Water is essential, but it's also terribly heavy. Finding the ideal place for it on your bike, especially when you have a small or full-suspension frame, can be tricky. I've ridden many kilometres with both systems – classic bottles and hydration bladders. Today we'll look at how to get the maximum from both and how to eliminate their disadvantages.

🍼 Bottles Are the Foundation

You get a bike, mount a cage, put in a bottle and ride. It's the simplest and lightest solution. Often also the best – water is heavy and it's best to carry heavy things in the frame triangle. This way it doesn't affect the bike's handling characteristics.

Problems arise with full-suspension bikes or small frames where those desired 2 litres of water (which I consider a bikepacking minimum) simply won't fit. For example, in my Supercaliber I can fit a one-litre and a half-litre bottle, but I'm still missing that half litre.

Where to Put Them When There's No Room in the Frame?

When frame space runs out, the search for alternatives begins.

  • Under the down tube: Strap systems exist if you don't have bolt holes. I don't really recommend this for rougher terrain though, the bottle may not hold securely. Plus, when you ride through mud, you'll be drinking "mud", which isn't healthy.
  • On the handlebars: Not really for mountain biking. It affects shifting and handling.
  • On the fork: With rigid forks (gravel) it's fine, though it slightly affects aerodynamics. With suspension forks it increases unsprung weight and reduces suspension sensitivity.
  • Rear jersey pocket: My favourite "emergency solution". You can easily carry a half-litre bottle or can of cola there. I carried water like this in Hellenic Mountain Race.

Advantages of Bottles

  • Overview of consumption: This is key for me. With transparent bottles (I use Elite Fly, which are the lightest) I can see exactly how much I have left. I can plan my hydration and carbohydrate intake.
  • Easy filling: At a spring or from someone's garden tap, a bottle fills much better than a bladder.
  • Variability: Clean water in one bottle, cola in the other. With a bladder you're out of luck – you can't choose.
  • Weight: The system itself is unbeatable in lightness. Two cages and two bottles weigh around 176 grams.

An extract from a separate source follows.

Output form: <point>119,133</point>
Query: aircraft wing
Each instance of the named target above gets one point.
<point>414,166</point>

🎒 Hydration Bladder: When You Need More

I turn to a hydration bladder when I need to carry more water, or when my frame is full of other gear.

Where to Put the Bladder?

  1. In a frame bag: Ideally have a bag with a hose outlet. When you have to thread it through a zipper, it breaks and isn't ideal.
  2. On your back (vest/backpack): The most common solution. I use running vests, but for example Apidura also makes specific ones for cycling. A vest is great because besides water you can also carry other small items.

Advantages and Disadvantages of Bladders

A big disadvantage is that you don't know how much you've drunk. You have to estimate it by weight or "sloshing". Maintenance is also more demanding – cleaning the tube from sugary drinks is a pain, so I put only clean water in the bladder.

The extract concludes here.